Autostrade has already adopted smart city technology, including video to manage the Italy’s high-speed roads as well as the service stations on those roads. “Unless we become a data firm, we won‘t be able to do the things that we want to do,” del Greco added. 

Many enterprises have adopted video monitoring to ensure workers comply with social distancing measures. In the supply chain, drones can use video cameras for stock taking, with machine learning applications counting the corners per camera image to calculate the number of items in an SKU.

AI-Powered Machine Learning

The increasing use of video by CXOs is interconnected with the adoption of AI-driven machine learning. Autostrade uses machine learning algorithms for predictive maintenance by monitoring its network of roadways and provides motorists with a rebate if their journeys are delayed.

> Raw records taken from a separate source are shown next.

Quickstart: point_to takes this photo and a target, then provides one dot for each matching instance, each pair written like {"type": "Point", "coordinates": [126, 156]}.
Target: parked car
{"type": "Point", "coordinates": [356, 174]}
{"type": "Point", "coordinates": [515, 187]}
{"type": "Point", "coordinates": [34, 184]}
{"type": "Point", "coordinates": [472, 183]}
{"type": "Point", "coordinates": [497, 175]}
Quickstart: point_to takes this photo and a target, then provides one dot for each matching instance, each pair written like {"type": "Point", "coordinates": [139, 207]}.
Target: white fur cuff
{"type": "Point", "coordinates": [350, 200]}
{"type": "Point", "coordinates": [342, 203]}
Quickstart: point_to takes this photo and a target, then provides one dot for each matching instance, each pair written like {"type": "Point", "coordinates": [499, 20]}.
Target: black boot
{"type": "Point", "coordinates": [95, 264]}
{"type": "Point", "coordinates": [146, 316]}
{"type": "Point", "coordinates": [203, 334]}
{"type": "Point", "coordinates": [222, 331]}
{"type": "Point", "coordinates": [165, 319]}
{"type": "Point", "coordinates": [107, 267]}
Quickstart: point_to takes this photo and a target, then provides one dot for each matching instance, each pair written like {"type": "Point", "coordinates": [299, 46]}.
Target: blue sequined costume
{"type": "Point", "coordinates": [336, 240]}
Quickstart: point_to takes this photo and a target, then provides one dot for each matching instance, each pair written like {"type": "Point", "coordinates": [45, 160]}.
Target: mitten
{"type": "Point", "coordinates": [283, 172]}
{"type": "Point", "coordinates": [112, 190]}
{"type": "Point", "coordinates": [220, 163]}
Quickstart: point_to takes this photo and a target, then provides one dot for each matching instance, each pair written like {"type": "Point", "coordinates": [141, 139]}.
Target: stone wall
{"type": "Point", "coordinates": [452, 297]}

The vast amounts of data generated on streets, highways and in a facility require the speed and capabilities of AI to ensure that the information and data sets are effectively analyzed to generate alerts and real-time benefits to enterprise organizations and smart cities.

“We are seeing an increase in the real-time benefits from surveillance with the help of AI and its ability to, for example, highlight suspicious behavior, monitor crowd numbers, and identify unattended luggage,“ said Vest of ABI Research. 

The rising demand for video services, in particular security, has created an abstraction. Video surveillance as a service – like enterprise cloud computing options – lets CXOs forgo large capex investments in infrastructure, data storage and data analysis. Enterprise cloud computing further strengthens managed services and the use of video as CXOs rely on the cloud to scale storage, analytics and image capture.

With regard to video, CXOs will inherit an deeper role in governance to protect the privacy of individuals and organizations. For example, the General Data Protection Regulation (GDPR) includes privacy protections for audio and visual data capture in the European Union and for anyone conducting business with member countries.

Sectors such as financial services and healthcare already have regulations around video data, and industry experts believe several new privacy-protection mandates will be required in these and other sectors over the next few years.

CXOs must be vigilant of the increasing ease of deployment for video technology. Just like software as a service (SaaS) and cloud computing, it will become progressively easier for enterprises to procure and deploy video technology. Accordingly, it will be incumbent upon CXOs and IT to prevent security and compliance risks from creeping into enterprises. 

With emerging video technology like event cameras that eliminate frames on the horizon – as well as a generation entering the workforce that grew up with connected cameras in their pocket – video is fast becoming a permanent part of the enterprise technology estate.

With an innovative finger on the record button, CXOs can integrate video into customer services, business processes and security procedures. As with all technology advances, it remains vital to enable innovation and the business and customers. No one wants to be in front of the camera for the wrong reasons. But video has the power to make you a star.